A final issue I ran into were insects and arachnids. We treated the whole area eith beneficial nematodes (HB and Sc type) to prevent ticks and fleas. However, chiggers were not affected, and neither were non-ground-dwelling spiders. I have had to remove 3 black widows from the tortoise hides so far, and in May, the chiggers bit the tortoises pretty badly. I sprinkled the whole area in and around the enclosures with diatomaceous earth, and also sprinkled the armpits of each tortoise, as well as their shells (because the chiggers were biting them on the new growth lines too!) with DE as well. This Fall I'm treating all tortoise enclosures with sulfur, which will rain into the soil and kill larval chigger mites. The sulfur, once rained into the soil, will not harm the tortoises once they are back outside in Spring. Hopefully this works - if not I may have to treat with permethrin, but I really don't want to use chemicals... We work so hard to garden organically!! After treating with DE twice more, I saw no more bites on the tortoises.

The only downside to these enclosures is that it's harder to see the tortoises through the hardware cloth. It's also kind of a pain to have to unlock the hasps every time I want to do something... But at least I know they are safe!
View attachment 333370 View attachment 333371 View attachment 333372 View attachment 333368 View attachment 333367 View attachment 333373 View attachment 333374 View attachment 333375 View attachment 333377 View attachment 333366 View attachment 333365 View attachment 333364 View attachment 333363 View attachment 333362 View attachment 333361 View attachment 333360 View attachment 333359 View attachment 333358 View attachment 333357 View attachment 333356 View attachment 333355 View attachment 333353 View attachment 333378 View attachment 333379 View attachment 333380
View attachment 333376
i so wish i had the outside space to do this for my little tort, makes me so envious when i see pics like this :(
 

biochemnerd808

Well-Known Member
5 Year Member
Joined
Nov 3, 2012
Messages
1,287
Location (City and/or State)
SW WA
i so wish i had the outside space to do this for my little tort, makes me so envious when i see pics like this :(
Even if you are only able to provide a skinny 2ft x 8ft strip of outdoor space or a balcony enclosure.... Natural sun is SO good for tortoises.
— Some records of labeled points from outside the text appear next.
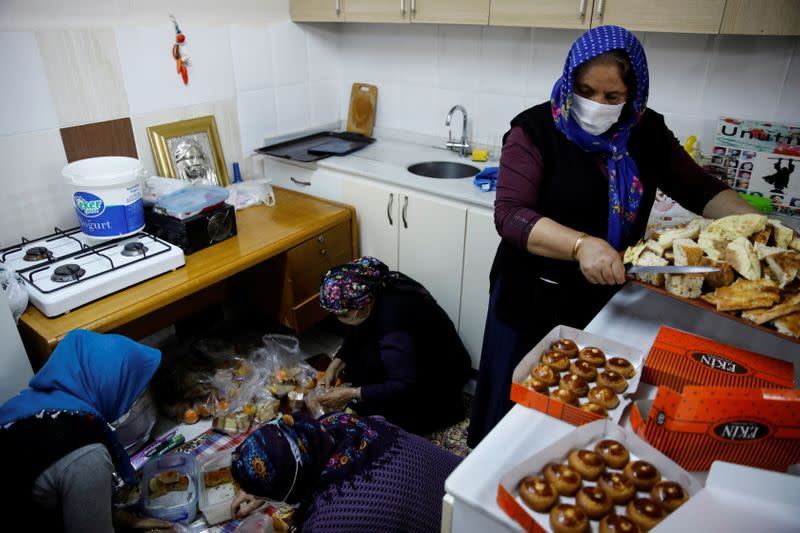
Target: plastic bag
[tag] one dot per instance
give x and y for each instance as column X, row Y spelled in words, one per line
column 14, row 287
column 251, row 192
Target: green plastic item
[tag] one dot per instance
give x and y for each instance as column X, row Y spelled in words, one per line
column 759, row 202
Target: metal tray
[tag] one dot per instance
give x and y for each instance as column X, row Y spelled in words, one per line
column 317, row 146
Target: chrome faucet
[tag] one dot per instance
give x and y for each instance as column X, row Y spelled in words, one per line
column 462, row 146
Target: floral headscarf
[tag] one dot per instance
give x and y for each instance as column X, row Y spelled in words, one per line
column 624, row 188
column 352, row 285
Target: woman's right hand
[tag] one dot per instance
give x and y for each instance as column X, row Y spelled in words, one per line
column 600, row 263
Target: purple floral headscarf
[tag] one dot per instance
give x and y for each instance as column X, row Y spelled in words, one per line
column 624, row 188
column 352, row 285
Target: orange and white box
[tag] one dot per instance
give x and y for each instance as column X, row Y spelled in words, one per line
column 584, row 437
column 678, row 358
column 555, row 408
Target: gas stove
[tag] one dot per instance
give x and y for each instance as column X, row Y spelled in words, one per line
column 67, row 269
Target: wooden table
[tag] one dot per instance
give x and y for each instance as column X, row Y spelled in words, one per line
column 264, row 233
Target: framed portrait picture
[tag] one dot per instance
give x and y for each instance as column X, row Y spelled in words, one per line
column 189, row 150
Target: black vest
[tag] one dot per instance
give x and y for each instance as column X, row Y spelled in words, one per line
column 574, row 192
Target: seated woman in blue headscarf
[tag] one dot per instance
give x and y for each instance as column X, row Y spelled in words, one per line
column 578, row 177
column 59, row 451
column 402, row 352
column 345, row 473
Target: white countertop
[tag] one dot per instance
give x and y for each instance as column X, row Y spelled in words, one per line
column 387, row 160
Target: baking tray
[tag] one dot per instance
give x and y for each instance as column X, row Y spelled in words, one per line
column 317, row 146
column 702, row 304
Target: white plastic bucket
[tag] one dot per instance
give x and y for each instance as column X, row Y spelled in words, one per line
column 107, row 194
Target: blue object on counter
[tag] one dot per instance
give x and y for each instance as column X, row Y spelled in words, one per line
column 486, row 180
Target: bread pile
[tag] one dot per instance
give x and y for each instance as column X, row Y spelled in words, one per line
column 758, row 260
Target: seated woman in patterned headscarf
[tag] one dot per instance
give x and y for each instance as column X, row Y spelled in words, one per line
column 403, row 355
column 345, row 473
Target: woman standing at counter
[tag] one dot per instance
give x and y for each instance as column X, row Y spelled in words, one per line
column 578, row 177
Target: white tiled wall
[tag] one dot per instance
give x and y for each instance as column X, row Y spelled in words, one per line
column 263, row 76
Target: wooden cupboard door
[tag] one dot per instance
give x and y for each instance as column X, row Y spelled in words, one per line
column 450, row 11
column 317, row 10
column 480, row 246
column 377, row 215
column 432, row 246
column 377, row 10
column 767, row 17
column 681, row 16
column 575, row 14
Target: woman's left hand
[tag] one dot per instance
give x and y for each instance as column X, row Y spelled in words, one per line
column 335, row 399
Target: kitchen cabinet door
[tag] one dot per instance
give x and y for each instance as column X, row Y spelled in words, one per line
column 480, row 246
column 680, row 16
column 450, row 11
column 767, row 17
column 377, row 215
column 431, row 246
column 377, row 10
column 575, row 14
column 317, row 10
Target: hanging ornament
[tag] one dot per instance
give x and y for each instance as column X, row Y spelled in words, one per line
column 181, row 60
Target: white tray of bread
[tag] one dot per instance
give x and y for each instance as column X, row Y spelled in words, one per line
column 758, row 258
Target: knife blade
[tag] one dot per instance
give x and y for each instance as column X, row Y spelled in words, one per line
column 668, row 269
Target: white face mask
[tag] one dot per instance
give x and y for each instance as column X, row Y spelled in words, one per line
column 593, row 117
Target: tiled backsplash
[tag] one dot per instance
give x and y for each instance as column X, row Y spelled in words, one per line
column 272, row 78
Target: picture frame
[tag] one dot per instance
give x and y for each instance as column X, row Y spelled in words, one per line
column 190, row 150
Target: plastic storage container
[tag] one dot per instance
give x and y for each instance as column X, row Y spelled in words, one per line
column 176, row 506
column 107, row 194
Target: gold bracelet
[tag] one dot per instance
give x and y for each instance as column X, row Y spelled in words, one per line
column 577, row 244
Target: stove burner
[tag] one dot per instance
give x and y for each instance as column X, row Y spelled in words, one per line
column 37, row 253
column 65, row 273
column 133, row 249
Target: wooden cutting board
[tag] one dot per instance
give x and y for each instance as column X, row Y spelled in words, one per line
column 361, row 115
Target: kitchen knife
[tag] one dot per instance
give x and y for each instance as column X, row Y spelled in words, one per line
column 668, row 269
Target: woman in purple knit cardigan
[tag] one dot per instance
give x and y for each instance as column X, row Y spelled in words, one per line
column 346, row 473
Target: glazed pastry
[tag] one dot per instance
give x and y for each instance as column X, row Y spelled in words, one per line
column 613, row 453
column 583, row 369
column 588, row 464
column 594, row 501
column 619, row 488
column 535, row 383
column 565, row 346
column 615, row 523
column 621, row 365
column 545, row 374
column 566, row 518
column 564, row 478
column 669, row 495
column 591, row 407
column 574, row 383
column 556, row 360
column 538, row 493
column 614, row 380
column 645, row 512
column 566, row 396
column 593, row 356
column 642, row 474
column 605, row 396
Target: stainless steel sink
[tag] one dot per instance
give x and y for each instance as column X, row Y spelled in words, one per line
column 443, row 169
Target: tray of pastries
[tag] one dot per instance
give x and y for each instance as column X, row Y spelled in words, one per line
column 758, row 260
column 598, row 478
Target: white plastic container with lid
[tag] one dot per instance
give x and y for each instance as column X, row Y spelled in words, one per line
column 107, row 194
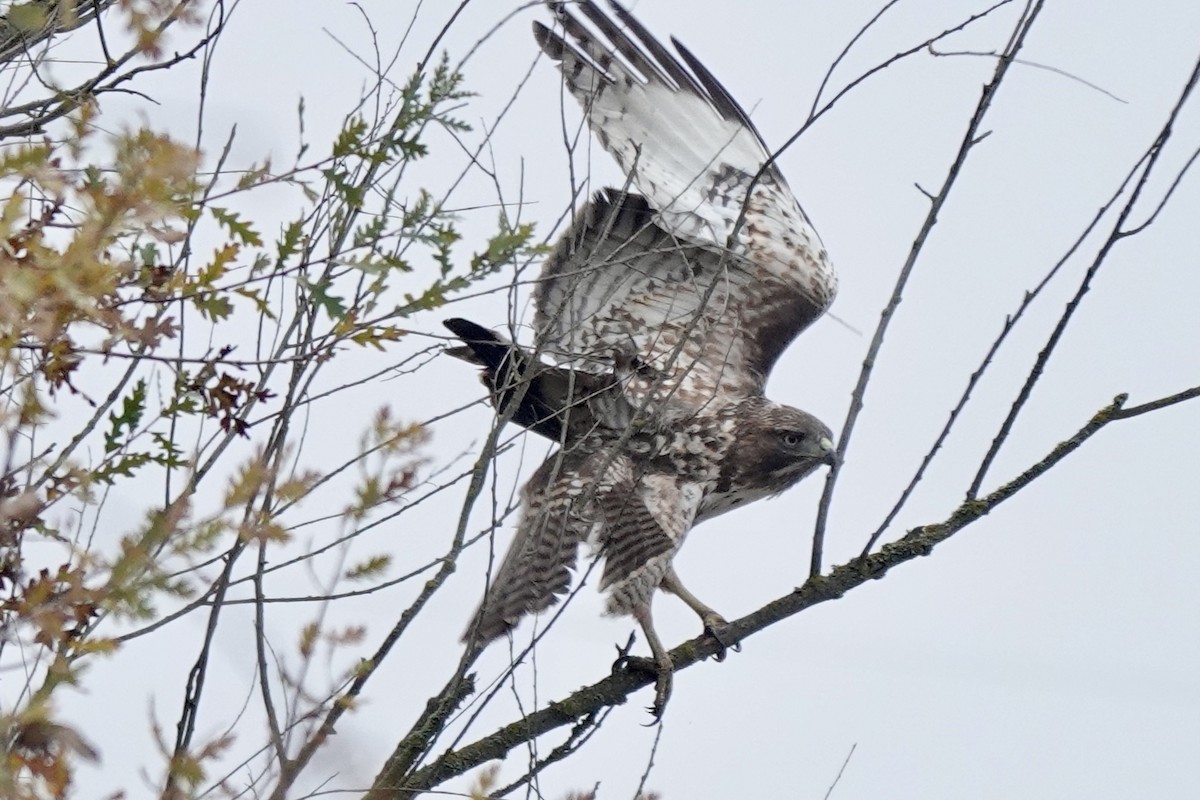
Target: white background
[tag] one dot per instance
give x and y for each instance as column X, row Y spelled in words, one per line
column 1050, row 650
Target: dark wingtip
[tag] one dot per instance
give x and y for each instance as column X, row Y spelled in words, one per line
column 550, row 42
column 467, row 330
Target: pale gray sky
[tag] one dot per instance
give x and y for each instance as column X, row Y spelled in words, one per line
column 1049, row 651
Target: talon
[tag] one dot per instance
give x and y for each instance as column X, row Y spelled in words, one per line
column 715, row 626
column 661, row 693
column 623, row 657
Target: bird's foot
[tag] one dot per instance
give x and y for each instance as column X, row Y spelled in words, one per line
column 663, row 684
column 717, row 627
column 663, row 675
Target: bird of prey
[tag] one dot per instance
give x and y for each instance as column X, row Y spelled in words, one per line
column 659, row 317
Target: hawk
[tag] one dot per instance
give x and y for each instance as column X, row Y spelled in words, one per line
column 659, row 317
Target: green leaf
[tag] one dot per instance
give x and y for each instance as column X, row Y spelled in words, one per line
column 132, row 408
column 239, row 229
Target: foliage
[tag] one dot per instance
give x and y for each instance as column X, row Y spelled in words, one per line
column 131, row 280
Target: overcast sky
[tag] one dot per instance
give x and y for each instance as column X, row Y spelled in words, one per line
column 1050, row 650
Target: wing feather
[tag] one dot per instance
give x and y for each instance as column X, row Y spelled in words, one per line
column 654, row 280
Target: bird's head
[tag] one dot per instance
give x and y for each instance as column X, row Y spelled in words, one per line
column 778, row 445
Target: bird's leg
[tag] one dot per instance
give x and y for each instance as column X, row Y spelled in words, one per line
column 714, row 624
column 663, row 663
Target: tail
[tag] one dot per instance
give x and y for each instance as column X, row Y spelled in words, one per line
column 537, row 570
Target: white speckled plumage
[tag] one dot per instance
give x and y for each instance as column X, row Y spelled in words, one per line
column 664, row 312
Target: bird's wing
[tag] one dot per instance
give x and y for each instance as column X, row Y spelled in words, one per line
column 675, row 280
column 564, row 405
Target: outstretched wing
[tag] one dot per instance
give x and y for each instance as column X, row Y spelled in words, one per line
column 702, row 280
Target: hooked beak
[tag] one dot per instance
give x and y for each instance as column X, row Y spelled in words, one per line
column 828, row 452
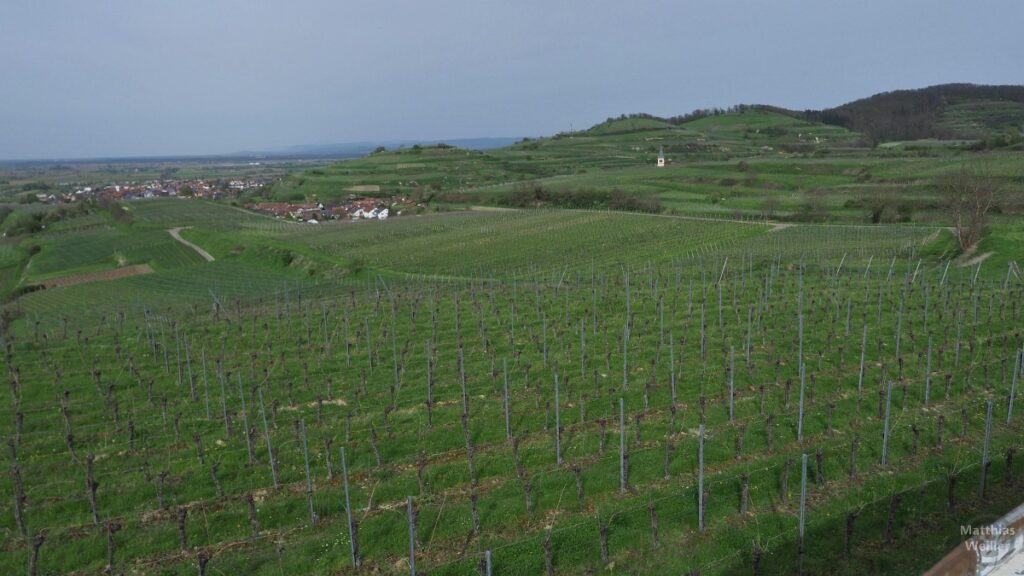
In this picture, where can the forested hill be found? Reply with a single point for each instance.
(946, 111)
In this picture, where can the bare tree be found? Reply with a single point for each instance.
(968, 196)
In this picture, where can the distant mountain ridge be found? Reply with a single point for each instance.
(945, 112)
(969, 112)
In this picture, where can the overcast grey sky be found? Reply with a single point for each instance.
(143, 77)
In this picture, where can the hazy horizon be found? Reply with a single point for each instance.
(121, 79)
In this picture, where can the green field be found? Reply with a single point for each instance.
(329, 333)
(559, 386)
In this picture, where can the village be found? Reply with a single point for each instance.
(353, 207)
(204, 189)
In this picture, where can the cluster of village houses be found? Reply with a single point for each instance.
(156, 189)
(353, 208)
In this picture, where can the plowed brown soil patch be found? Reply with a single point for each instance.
(103, 276)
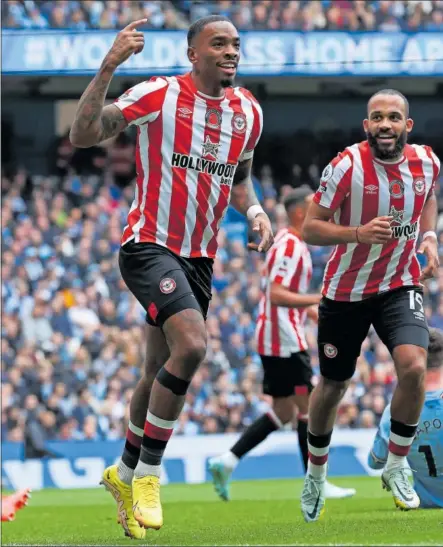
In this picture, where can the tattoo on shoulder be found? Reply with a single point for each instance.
(242, 172)
(112, 122)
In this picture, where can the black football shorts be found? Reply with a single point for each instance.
(286, 376)
(165, 283)
(397, 316)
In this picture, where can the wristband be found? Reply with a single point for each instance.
(430, 233)
(253, 211)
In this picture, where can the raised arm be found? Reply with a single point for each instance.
(429, 245)
(244, 199)
(93, 122)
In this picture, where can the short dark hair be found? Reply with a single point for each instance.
(296, 196)
(199, 25)
(435, 349)
(392, 92)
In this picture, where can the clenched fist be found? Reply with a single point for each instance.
(127, 42)
(377, 231)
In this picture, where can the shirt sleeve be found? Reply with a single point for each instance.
(256, 132)
(285, 264)
(335, 182)
(379, 452)
(435, 166)
(143, 102)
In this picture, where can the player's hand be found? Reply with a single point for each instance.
(429, 248)
(312, 313)
(127, 42)
(262, 225)
(377, 231)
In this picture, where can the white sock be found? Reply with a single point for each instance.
(399, 444)
(395, 461)
(144, 469)
(124, 472)
(229, 460)
(318, 471)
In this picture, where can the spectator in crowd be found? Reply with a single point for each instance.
(71, 333)
(308, 15)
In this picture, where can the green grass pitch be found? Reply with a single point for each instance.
(261, 513)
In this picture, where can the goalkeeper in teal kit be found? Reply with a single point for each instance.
(426, 455)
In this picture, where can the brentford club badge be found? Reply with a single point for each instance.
(419, 186)
(167, 285)
(213, 118)
(239, 122)
(397, 188)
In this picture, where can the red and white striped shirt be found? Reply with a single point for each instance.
(188, 148)
(358, 188)
(280, 331)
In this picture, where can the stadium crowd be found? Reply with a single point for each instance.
(306, 15)
(72, 335)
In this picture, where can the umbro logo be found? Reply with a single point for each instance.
(184, 112)
(371, 189)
Doesn't have to be giant to begin with.
 

Dragonflii

New Member
Joined
Aug 1, 2021
Messages
6
Location (City and/or State)
UK
What is a chigger? and is that a courgette flower in one photo please?
 

biochemnerd808

Well-Known Member
5 Year Member
Joined
Nov 3, 2012
Messages
1,287
Location (City and/or State)
SW WA
What is a chigger? and is that a courgette flower in one photo please?
The yellow flower is a daylily.

Chiggers or chigger mites are the larval stage of a mite. They bite people and other animals in the larval stage. Later, they only drink plant juice... But they make some very itchy awful welts. Google can give more info. ;)
 

Dragonflii

New Member
Joined
Aug 1, 2021
Messages
6
Location (City and/or State)
UK
The yellow flower is a daylily.

Chiggers or chigger mites are the larval stage of a mite. They bite people and other animals in the larval stage. Later, they only drink plant juice... But they make some very itchy awful welts. Google can give more info. ;)
I see, thank you.
 

Gijoux

Well-Known Member
Tortoise Club
5 Year Member
Platinum Tortoise Club
Joined
May 28, 2014
Messages
415
Location (City and/or State)
Southern California
The yellow flower is a daylily.

Chiggers or chigger mites are the larval stage of a mite. They bite people and other animals in the larval stage. Later, they only drink plant juice... But they make some very itchy awful welts. Google can give more info. ;)
I thought I read that Daylilies were not good for tortoises to eat.